No Litoral Norte, falta estrutura nas estradas e sobram esgotos a céu aberto. Reportagem traça o raio x dos problemas do litoral pernambucano

Oficialmente em todo o Brasil o verão começa apenas em dezembro, mas aqui no Nordeste a estação mais quente do ano popularmente se inicia mais cedo já neste fim de semana. E como será que está o Litoral Norte e Sul de Pernambuco? A nossa equipe de reportagem encontrou todo tipo de problema: estradas esburacadas, muito lixo na areia e esgoto sendo jogado diretamente na água. A reportagem é de Leonardo Vasconcelos, com produção de Camila Brandão.

Litoral norte

Quem for aproveitar a chegada do verão nas praias do Litoral Norte Pernambucano que se prepare. Em vez de apenas relaxar você pode ter muita dor de cabeça. Os problemas já começam no acesso as praias mais próximas da capital pela PE-01. A obra de alargamento da Ponte do Janga, no Paulista, começou há mais de três anos e segue sem previsão de acabar.

Seguindo pela PE-01 se chega até o bairro de Pau Amarelo, também no Paulista. A praia há muito tempo vem sofrendo com o avanço do mar. Andando um pouco mais a próxima parada é na praia de Maria Farinha, onde se vê lixo desde o acesso até a areia.

Pela BR-101 se chega até as principais praias do Litoral Norte. Para quem vai aproveitar a Ilha de Itamaracá a boa notícia é a conclusão em maio das obras de recuperação da Ponte Getúlio Vargas, na PE-35. Agora a circulação de pedestres e veículos está totalmente liberada.

Outra boa notícia foi a reabertura por completo em julho do Forte Orange, o maior cartão-postal da ilha. Ele passava por uma obra de reestruturação desde 2014. Mas nem tudo está ok em Itamaracá. Do outro lado do forte se acumulam mato e lixo. Seguindo mais para o centro da ilha, na Praia de Jaguaribe, o esgoto na areia incomoda os turistas.

Pela BR-101 é só pegar a PE-49 para se chegar à Ponta de Pedras, em Goiana. Na areia se vê muito lixo e esgoto sendo jogado diretamente no mar.

Litoral Sul

Apesar de badalado, o Litoral Sul tem graves problemas: estradas esburacadas, falta de sinalização, acesso pago e esgoto sendo jogado no mar. Quem for curtir a chegada do verão na área tem basicamente duas rotas.

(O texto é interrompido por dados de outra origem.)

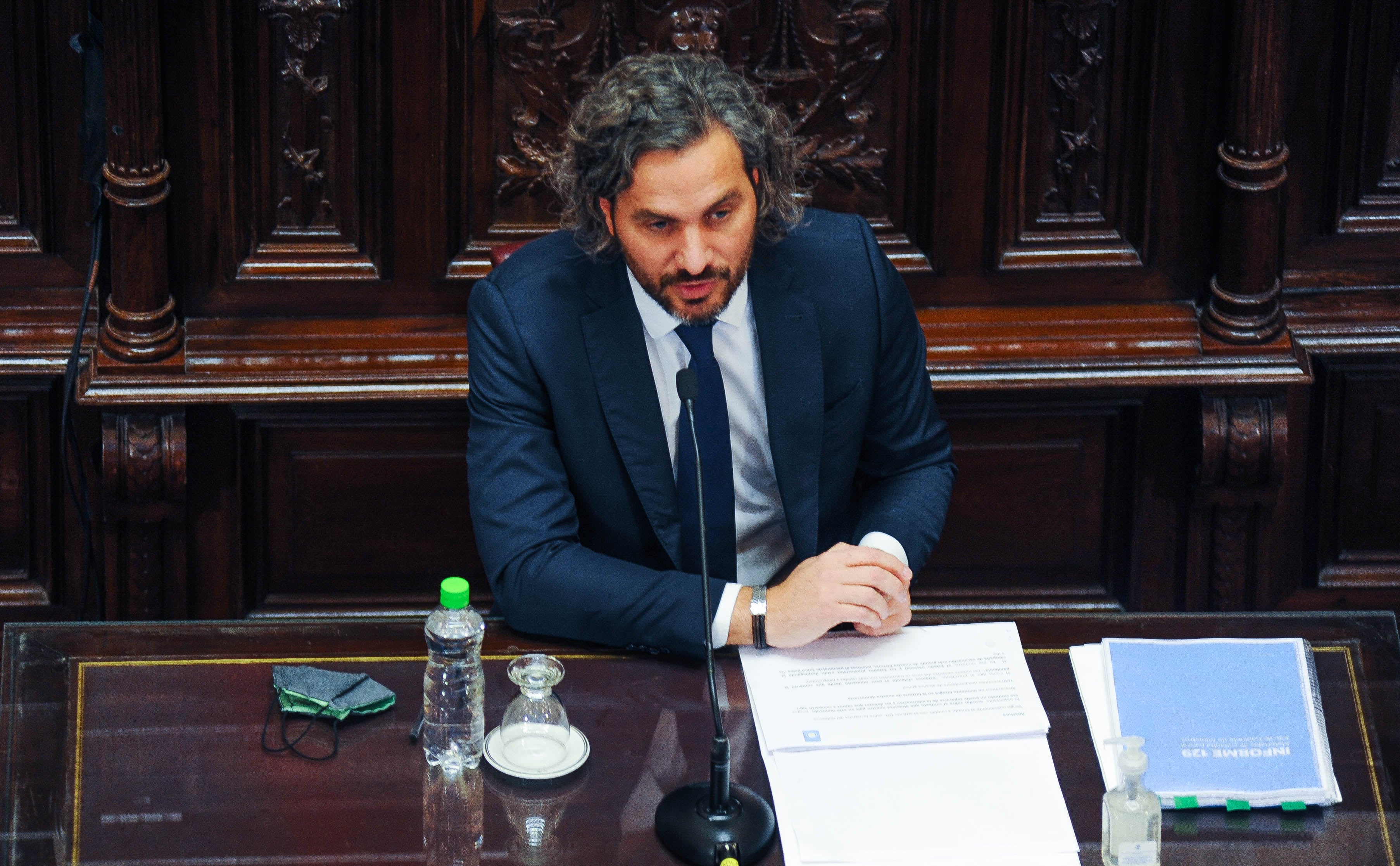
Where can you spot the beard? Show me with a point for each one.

Uma delas é a via pedagiada que é bem estruturada e custa R$ 7. A outra opção é a PE-60 que em vários trechos não tem acostamento e quando tem está cheio de buracos. Seguindo pela rodovia se chega até a entrada de Tamandaré, mas se depender das placas ninguém saberia. Todas estão deterioradas, pichadas ou cobertas por galhos.

A praia mais procurada do município é a dos carneiros. O problema é o acesso até ela. Todas as propriedades ao longo da praia são particulares e elas cobram para estacionar e ter acesso à areia.  Os valores vão de R$ 30 a até R$ 100.

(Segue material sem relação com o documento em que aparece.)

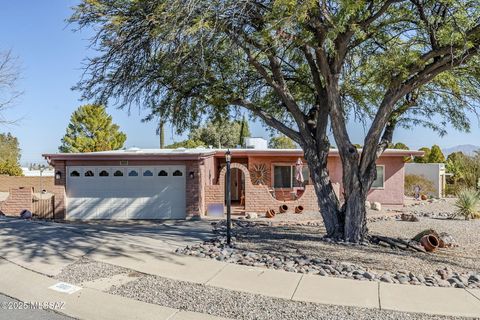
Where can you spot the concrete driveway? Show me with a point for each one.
(47, 247)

Quem não quiser pagar o estacionamento tem que vir caminhando um longo trecho pela areia ou então pagar uma charrete. O único caminho livre entre a rodovia e a praia é um bem estreito, cheio de mato e lixo e com um quilômetro de extensão.

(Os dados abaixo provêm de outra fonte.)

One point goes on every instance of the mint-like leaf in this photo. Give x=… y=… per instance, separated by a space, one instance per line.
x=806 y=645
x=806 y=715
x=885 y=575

Outra praia bastante procurada pelos turistas é a de Porto de Galinhas. Um dos grandes problemas é a falta de vagas de estacionamento. Outra queixa é em relação a grande quantidade de pessoas oferecendo serviços e produtos na areia.

No Cabo de Santo Agostinho, a Praia de Calhetas é uma das mais visitadas. O lado negativo é o acesso, já que a única estrada é de terra e completamente esburacada.

Ao lado de calhetas fica Gaibu. O que chamou a atenção no local foi um canal que corta a cidade jogando esgoto diretamente no mar.